Obama reaches out for racial tolerance after pastor’s fiery speech

PRESIDENTIAL hopeful Barack Obama bluntly addressed anger between black and white people yesterday in the most racially pointed speech of his presidential campaign.

Obama reaches out for racial tolerance after pastor’s fiery speech

Obama confronted America’s legacy of racial division head on as he tackled black grievance, white resentment and the uproar caused by incendiary statements by his long-standing pastor.

Drawing on his half-black, half-white roots he asserted: “This union may never be perfect, but generation after generation has shown that it can always be perfected.”

Obama expressed understanding of the passions on both sides in “a racial stalemate we’ve been stuck in for years”.

“But the anger is real; it is powerful; and to simply wish it away, to condemn it without understanding its roots, only serves to widen the chasm of misunderstanding that exists between the races,” said Obama in a speech at the National Constitution Centre, not far from where the Declaration of Independence was adopted.

Obama, whose speech covered issues from slavery to recovery efforts after Hurricane Katrina, also recognised his race has been a big issue in the campaign that has taken a “particularly divisive turn” in the last few weeks as video of his pastor spread online and on television.

Obama said the sermons delivered by the Rev Jeremiah Wright “rightly offend white and black alike”.

Those sermons from years ago suggest the US brought the September 11 terrorist attacks on themselves, and say black people continue to be mistreated by whites.

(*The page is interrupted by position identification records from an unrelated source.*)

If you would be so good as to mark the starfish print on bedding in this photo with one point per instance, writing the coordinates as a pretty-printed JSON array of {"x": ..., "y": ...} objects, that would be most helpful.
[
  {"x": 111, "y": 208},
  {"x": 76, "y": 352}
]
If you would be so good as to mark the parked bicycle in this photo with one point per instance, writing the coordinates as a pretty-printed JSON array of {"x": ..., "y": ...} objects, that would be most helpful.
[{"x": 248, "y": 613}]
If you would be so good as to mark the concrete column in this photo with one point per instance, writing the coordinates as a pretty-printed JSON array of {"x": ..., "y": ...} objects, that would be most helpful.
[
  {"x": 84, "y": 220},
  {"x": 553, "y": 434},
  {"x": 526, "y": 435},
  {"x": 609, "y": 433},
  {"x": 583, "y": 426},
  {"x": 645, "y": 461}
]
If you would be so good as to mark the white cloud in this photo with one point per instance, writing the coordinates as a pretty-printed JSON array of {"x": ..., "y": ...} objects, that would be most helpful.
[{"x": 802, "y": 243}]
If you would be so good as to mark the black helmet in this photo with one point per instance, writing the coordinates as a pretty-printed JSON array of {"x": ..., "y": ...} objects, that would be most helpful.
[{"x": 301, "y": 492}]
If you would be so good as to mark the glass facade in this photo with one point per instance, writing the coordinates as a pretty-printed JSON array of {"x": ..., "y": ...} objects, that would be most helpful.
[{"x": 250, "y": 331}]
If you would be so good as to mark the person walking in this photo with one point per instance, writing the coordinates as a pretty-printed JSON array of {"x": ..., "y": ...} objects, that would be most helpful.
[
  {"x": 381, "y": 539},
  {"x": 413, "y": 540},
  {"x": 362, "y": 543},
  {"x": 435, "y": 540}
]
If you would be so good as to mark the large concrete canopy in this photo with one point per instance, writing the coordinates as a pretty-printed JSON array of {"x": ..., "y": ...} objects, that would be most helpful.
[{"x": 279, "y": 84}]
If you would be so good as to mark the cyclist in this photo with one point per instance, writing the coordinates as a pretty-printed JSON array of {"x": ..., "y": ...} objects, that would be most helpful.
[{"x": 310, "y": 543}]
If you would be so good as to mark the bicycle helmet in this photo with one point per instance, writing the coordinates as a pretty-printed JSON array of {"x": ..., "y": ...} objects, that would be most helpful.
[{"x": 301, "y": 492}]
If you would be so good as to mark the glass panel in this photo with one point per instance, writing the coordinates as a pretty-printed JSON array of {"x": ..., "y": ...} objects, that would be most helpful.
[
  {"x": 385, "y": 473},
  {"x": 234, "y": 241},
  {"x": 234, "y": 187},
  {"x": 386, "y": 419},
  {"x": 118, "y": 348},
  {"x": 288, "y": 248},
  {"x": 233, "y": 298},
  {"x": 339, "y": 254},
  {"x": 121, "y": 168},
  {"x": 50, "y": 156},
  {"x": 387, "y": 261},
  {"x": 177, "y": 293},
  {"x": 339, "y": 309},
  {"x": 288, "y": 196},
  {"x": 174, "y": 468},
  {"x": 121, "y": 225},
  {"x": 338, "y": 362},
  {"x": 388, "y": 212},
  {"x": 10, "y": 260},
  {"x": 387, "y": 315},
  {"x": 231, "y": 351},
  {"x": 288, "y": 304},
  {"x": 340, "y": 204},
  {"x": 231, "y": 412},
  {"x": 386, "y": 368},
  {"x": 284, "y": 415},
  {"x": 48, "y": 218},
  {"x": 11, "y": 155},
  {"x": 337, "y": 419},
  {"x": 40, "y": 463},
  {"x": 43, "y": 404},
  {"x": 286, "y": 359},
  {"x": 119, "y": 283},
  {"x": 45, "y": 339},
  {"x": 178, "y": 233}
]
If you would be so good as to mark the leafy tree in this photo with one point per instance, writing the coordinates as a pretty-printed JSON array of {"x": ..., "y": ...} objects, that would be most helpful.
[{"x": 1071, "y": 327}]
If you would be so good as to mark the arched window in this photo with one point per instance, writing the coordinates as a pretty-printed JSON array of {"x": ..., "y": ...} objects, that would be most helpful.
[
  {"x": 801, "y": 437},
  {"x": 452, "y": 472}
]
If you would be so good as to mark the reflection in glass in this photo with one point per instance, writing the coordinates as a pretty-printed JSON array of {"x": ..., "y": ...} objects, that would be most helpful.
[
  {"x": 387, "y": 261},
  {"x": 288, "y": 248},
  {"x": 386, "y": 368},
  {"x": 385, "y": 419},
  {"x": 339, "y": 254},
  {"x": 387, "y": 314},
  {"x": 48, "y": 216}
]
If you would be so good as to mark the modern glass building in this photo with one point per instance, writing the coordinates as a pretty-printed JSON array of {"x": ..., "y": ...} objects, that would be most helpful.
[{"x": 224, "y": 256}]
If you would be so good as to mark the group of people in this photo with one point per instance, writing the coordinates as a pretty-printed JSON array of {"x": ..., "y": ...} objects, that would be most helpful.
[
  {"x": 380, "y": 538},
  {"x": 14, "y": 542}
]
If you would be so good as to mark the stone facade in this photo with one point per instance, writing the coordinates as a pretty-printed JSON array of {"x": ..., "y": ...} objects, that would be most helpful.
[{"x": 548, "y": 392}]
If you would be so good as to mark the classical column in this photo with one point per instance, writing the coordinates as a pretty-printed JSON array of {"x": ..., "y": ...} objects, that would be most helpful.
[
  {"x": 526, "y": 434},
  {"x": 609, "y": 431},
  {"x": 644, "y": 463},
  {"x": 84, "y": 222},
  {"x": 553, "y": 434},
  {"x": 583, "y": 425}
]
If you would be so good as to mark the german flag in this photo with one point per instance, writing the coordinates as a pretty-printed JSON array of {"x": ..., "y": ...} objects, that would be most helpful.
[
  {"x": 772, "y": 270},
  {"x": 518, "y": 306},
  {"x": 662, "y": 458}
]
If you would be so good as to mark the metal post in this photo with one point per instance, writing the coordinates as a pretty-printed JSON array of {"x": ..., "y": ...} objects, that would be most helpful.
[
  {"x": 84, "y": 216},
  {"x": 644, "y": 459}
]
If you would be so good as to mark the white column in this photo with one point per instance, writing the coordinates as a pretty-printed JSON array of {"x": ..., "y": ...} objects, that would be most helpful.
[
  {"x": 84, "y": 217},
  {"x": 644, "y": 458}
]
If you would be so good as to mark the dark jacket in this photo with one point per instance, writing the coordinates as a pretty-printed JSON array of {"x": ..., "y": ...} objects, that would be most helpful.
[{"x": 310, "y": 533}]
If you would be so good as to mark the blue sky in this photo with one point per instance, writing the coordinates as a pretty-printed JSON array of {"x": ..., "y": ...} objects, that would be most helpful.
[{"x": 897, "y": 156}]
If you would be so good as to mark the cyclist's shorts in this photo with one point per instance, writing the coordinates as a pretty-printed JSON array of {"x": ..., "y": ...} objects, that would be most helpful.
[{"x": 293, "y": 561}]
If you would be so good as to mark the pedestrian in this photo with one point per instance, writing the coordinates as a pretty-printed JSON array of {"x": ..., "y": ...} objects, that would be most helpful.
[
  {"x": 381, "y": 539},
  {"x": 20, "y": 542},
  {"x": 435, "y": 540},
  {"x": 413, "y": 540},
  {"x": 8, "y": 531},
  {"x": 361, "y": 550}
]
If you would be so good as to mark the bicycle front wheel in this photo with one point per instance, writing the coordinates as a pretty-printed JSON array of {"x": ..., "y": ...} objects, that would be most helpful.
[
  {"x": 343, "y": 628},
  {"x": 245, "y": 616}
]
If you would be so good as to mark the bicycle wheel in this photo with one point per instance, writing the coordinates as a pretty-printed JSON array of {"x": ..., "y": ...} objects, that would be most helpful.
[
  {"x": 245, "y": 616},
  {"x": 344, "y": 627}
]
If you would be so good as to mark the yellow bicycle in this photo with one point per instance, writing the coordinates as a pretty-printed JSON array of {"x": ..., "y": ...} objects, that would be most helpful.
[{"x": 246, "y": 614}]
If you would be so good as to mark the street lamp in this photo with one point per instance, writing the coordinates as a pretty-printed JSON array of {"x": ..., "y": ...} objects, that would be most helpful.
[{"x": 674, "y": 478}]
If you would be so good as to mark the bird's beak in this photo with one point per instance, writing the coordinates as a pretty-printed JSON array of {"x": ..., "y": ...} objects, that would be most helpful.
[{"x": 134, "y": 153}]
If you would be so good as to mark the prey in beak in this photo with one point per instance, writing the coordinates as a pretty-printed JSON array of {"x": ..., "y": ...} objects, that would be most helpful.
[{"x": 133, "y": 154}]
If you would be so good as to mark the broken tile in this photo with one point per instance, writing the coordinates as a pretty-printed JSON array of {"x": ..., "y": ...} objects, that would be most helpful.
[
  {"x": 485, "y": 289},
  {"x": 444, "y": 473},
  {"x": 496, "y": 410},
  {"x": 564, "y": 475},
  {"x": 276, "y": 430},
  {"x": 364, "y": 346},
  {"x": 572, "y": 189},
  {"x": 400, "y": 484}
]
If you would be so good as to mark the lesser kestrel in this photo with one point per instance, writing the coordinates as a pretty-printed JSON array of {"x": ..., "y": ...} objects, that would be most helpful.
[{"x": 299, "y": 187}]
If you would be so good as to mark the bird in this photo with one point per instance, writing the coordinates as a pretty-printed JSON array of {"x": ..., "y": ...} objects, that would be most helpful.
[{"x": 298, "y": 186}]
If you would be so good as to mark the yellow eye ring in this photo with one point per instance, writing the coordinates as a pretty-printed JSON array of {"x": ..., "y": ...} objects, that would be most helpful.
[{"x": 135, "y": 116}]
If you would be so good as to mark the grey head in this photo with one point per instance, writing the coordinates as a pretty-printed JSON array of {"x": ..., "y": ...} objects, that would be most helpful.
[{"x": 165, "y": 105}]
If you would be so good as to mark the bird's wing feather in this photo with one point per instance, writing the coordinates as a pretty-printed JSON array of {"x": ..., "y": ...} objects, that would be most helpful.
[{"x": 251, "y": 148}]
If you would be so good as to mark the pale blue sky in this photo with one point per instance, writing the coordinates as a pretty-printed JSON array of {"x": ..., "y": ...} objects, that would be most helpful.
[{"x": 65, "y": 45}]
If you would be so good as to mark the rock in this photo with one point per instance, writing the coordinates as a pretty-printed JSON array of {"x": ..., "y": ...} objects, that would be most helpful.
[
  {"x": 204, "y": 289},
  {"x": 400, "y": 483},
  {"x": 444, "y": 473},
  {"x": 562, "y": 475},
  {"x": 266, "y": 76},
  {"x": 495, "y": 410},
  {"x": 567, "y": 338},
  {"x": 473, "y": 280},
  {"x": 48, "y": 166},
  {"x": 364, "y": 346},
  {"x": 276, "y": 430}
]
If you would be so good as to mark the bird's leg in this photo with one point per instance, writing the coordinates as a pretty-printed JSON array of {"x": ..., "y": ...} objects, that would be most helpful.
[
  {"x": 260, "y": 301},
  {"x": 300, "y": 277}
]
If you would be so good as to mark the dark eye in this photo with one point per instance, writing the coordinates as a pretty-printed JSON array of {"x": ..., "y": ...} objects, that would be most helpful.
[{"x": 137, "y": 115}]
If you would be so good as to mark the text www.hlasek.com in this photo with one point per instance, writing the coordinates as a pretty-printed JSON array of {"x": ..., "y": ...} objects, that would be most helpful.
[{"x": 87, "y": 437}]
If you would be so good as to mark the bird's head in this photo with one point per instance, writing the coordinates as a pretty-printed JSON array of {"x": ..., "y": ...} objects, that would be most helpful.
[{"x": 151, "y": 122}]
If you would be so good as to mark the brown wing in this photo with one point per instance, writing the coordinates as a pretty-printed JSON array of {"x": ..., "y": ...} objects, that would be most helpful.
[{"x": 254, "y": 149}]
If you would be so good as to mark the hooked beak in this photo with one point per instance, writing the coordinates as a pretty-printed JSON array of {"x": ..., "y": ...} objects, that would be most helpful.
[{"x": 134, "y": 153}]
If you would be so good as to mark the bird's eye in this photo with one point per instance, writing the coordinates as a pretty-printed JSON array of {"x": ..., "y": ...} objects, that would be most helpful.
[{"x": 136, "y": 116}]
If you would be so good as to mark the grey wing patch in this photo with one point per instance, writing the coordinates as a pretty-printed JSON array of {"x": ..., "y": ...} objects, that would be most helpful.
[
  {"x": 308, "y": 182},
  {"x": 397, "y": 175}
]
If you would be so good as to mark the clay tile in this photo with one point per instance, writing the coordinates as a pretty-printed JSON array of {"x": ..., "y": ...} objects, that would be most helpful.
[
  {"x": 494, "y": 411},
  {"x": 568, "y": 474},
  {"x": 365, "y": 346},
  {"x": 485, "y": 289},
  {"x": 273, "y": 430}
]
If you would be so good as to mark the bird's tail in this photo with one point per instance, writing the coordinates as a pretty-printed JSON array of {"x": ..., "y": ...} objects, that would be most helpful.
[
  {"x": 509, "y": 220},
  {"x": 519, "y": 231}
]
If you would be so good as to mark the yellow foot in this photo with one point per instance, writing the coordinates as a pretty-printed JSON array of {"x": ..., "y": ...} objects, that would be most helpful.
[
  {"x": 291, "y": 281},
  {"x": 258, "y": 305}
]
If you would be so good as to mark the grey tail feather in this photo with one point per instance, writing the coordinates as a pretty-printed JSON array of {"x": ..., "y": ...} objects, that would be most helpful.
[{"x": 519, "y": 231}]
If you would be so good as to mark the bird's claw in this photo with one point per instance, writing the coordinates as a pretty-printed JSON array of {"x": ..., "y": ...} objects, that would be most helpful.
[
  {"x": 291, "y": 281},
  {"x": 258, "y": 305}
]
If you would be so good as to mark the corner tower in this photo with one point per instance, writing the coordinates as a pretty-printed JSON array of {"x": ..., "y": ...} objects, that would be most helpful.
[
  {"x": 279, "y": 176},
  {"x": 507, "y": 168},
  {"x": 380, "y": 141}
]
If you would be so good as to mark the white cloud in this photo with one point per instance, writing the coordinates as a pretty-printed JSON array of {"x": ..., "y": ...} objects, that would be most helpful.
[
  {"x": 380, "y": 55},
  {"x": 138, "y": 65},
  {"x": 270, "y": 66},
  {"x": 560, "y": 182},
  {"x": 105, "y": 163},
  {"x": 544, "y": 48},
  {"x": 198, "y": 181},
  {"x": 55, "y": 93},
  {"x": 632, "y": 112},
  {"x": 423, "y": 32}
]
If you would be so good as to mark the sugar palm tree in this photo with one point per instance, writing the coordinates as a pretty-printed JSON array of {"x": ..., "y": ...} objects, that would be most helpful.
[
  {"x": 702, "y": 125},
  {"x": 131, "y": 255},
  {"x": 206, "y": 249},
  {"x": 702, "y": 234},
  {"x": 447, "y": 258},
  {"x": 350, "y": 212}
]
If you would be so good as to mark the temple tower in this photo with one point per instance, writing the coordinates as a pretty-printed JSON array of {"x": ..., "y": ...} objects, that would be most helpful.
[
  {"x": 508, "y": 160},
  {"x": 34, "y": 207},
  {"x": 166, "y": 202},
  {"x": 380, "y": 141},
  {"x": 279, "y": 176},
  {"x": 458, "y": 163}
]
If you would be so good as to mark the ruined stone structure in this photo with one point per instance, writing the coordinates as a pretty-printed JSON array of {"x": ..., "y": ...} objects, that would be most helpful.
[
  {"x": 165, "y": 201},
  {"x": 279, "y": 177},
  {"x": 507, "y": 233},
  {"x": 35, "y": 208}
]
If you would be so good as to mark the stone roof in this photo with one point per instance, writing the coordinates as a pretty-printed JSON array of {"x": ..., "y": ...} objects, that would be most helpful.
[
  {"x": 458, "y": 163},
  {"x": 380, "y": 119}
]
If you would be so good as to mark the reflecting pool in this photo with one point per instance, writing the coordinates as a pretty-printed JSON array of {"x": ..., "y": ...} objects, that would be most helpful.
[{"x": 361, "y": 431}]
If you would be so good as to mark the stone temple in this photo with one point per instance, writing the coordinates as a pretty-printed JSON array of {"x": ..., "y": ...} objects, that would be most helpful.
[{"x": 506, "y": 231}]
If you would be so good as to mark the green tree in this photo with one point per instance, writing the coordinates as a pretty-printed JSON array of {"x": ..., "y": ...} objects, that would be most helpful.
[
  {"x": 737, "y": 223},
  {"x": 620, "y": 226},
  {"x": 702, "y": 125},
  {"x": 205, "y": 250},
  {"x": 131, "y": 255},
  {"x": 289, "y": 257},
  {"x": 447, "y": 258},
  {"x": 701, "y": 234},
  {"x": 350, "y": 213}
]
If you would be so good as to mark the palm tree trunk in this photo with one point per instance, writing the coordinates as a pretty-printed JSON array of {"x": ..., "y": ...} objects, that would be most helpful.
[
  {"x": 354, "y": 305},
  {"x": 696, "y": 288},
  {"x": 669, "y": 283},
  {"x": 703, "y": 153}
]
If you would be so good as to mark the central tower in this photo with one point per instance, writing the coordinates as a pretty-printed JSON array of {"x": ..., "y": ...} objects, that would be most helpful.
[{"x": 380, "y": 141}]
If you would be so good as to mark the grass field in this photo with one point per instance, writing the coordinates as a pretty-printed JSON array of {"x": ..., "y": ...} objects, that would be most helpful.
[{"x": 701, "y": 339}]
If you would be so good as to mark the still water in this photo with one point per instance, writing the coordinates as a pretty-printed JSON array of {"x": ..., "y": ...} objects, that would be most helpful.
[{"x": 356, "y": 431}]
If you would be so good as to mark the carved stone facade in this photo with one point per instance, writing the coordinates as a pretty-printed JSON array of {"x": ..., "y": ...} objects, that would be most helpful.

While Obama rejected what Wright said, he also embraced the man who inspired his Christian faith, officiated at his wedding, baptised his daughters and has been his spiritual guide for nearly 20 years.

“I can no more disown him than I can disown the black community,” said Obama.

“I can no more disown him than I can my white grandmother — a woman who helped raise me, a woman who sacrificed again and again for me, a woman who loves me as much as she loves anything in this world, but a woman who once confessed her fear of black men who passed by her on the street, and who on more than one occasion has uttered racial or ethnic stereotypes that made me cringe.”